W rozmowie z RMF FM była sportsmenka przyznaje, że jako członkini zarządu PZLA chce się zająć przede wszystkim rolą kobiet w związku i dyscyplinie. Zamierza też postawić na poprawę komunikacji wewnątrz PZLA między zawodnikami, trenerami i działaczami.
Chciałbym, żeby ten związek był naszym domem. Żebyśmy przychodzili do niego z przyjemnością. Wszyscy kochamy lekką atletykę, ale tej komunikacji w ostatnim czasie brakowało - podkreśla multimedalistka mistrzostw świata i Europy.
Podobnie jak nowy prezes Sebastian Chmara, tak i Monika Pyrek mówi o ogromie pracy do wykonania w związku, mając na uwadze słaby wynik polskiej kadry na igrzyskach olimpijskich w Paryżu. Jedyny "lekkoatletyczny" medal to brąz Natalii Bukowieckiej w biegu na 400 m.
Na pewno oczekiwania były wyższe, ale diagnoza musi zostać postawiona. To nie jest tylko zmiana pokoleniowa, ale myślę, że doszło do jakichś zaniechań. Trzeba to po prostu przeanalizować i wyciągnąć wnioski. Ale jest nadzieja! Prezes Chmara mówił, że w wieku "młodzika", czyli U-16 jest progres i dlatego jest nadzieja. Nadzieja na to, że wrócimy do pięknych czasów lekkiej atletyki - kończy optymistycznie rozmowę z RMF FM sportsmenka.

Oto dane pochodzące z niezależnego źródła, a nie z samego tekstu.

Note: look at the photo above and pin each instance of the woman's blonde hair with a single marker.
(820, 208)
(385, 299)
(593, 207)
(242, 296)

Nowelizacja ustawy o sporcie została przyjęta przez Sejm 21 listopada głosem 247 posłów. Jak zapowiada minister sportu i turystyki Sławomir Nitras przepisy mają m.in. wzmocnić pozycję kobiet w związkach sportowych m.in. poprzez wprowadzenie parytetu płci - przynajmniej 30 proc. każdego zarządu w polskich związkach sportowych mają stanowić kobiety. Istotne jest także wsparcie dla sportsmenek, które zajdą w ciążę. Dokument wydłuża z 6 do 12 miesięcy czas pobierania stypendium sportowego przez członkinie kadry narodowej po urodzeniu dziecka. Zwiększa także (z 50 proc. do 81,5 proc.) kwotę pobieranej w tym okresie wysokości stypendium.
Nowelizacją ustawy o sporcie zajmie się teraz Senat. Jeśli zostanie przegłosowana i podpisana przez prezydenta Andrzeja Dudę, wejdzie w życie 1 stycznia 2025 roku.